Cav and Pag, those two venerable verismo warhorses, were back at the Royal Opera House after an absence of 26 years, reunited as inexorably as cheese and onion or fish and chips. And rather than limping back onto the country’s leading operatic stage like a couple of old nags ready for the knackers’ yard, they galloped back on, nostrils flaring, manes blowing in the wind like a couple of prize stallions. Indeed this was one of the most thrilling first nights I can remember at this address for years. Despite a couple of vocal misgivings, musically and dramatically The Royal Opera has a well-deserved success on its hands.

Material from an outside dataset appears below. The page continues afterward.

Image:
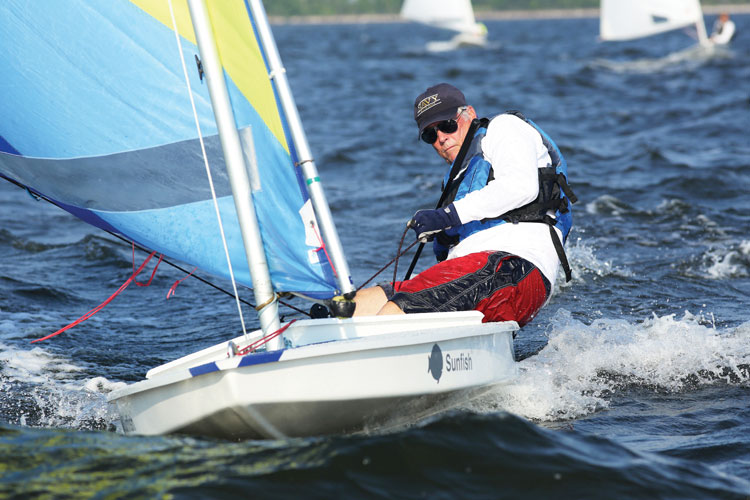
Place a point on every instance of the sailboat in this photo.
(453, 15)
(171, 124)
(631, 19)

Many in the audience were nervous about what Italian director Daminao Michieletto might ‘do’ to these late 19th century works given the apoplectic reaction of many to his staging of Guillaume Tell this summer. Not having seen that production it’s not fair to comment, but we needn’t have worried as he and his regular collaborators, Paolo Fantini (sets), Carla Teti (costumes) and Alessandro Carletti (lighting) delivered knock-out stagings of both works that simply demand repeated viewings.
A mere three years separates the two operas, yet until now the main reason to perform both together on one evening seems to have been the brevity of each work (1 hour 15 mins, and 1 hour 20 mins), and the fact that they share the same musical idiom. Michiletto is having none of that and combines the stories and characters from both operas, which unifies them, adds dramatic gravitas and not only deftly sets the scene for Pagliacci in Cavelleria Rusticana, but ties up Cavelleria Rusticana’s loose ends in the ensuing opera as well.

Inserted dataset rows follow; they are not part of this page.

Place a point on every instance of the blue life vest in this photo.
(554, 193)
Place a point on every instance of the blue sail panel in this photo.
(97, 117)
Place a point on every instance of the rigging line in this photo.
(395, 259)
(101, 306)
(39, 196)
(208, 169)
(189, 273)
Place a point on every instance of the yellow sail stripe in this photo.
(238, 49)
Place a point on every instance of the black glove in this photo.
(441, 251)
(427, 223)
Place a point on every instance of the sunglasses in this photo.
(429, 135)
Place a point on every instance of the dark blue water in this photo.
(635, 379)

Set in the ‘80s, Fantini’s detailed, evocative designs are set on a revolve, allowing fluidity in Cavelleria Rustican and for us to be part of the audience as well as being voyeurs on the backstage shenanigans in Pagliacci. Cavelleria Rusticana opens with Beppe putting up posters for Pagliacci whilst Nedda hands out fliers, and in its famous Intermezzo we see the burgeoning love between Nedda and Silvio (a baker in the Panificio) take flight. In Pagliacci we witness a distraught Santuzza being comforted by a priest, before being reconciled with Mamma Lucia. It all makes total dramatic sense, and thrilling theatre.
In the pit Antonio Pappano was in his element. This music courses through his veins and he drew full-blooded playing from the orchestra that was at its responsive best. The augmented chorus was superb and the couple of lapses of coordination between stage and pit will no doubt be ironed out as the run progresses.
The cast was generally outstanding. Once Eva-Maria Westbroek settled down after a shaky start she was a committed and thrilling Santuzza, ably partnered by Elena Zilio’s sensational Mamma Lucia who rightly was awarded the loudest ovation of the night. Carmen Giannattasio was a febrile, edgy Nedda with thrilling high notes and a perfectly judged sense of line. Benjamin Hulett turned the relatively small role of Beppe into a major one and sang effortlessly, whilst Dionysios Sourbris looked the part as Silvio, although his fast vibrato took some getting used to.
Common to both operas were Aleksandrs Antonenko (Turiddu and Canio), and Dimitri Platanias (Alfio and Tonio). Both have a tendency to over sing, and often their delivery can verge on the stentorian, yet Platanias excelled in both roles, whilst Antonenko sounded far more at ease as Canio than he had done earlier in the evening as Turiddu where his constantly forte singing became tiring after a while.
Minor reservations then on what was a triumphant night for The Royal Opera. Whatever you do, don’t miss the live cinema relay on 10 December.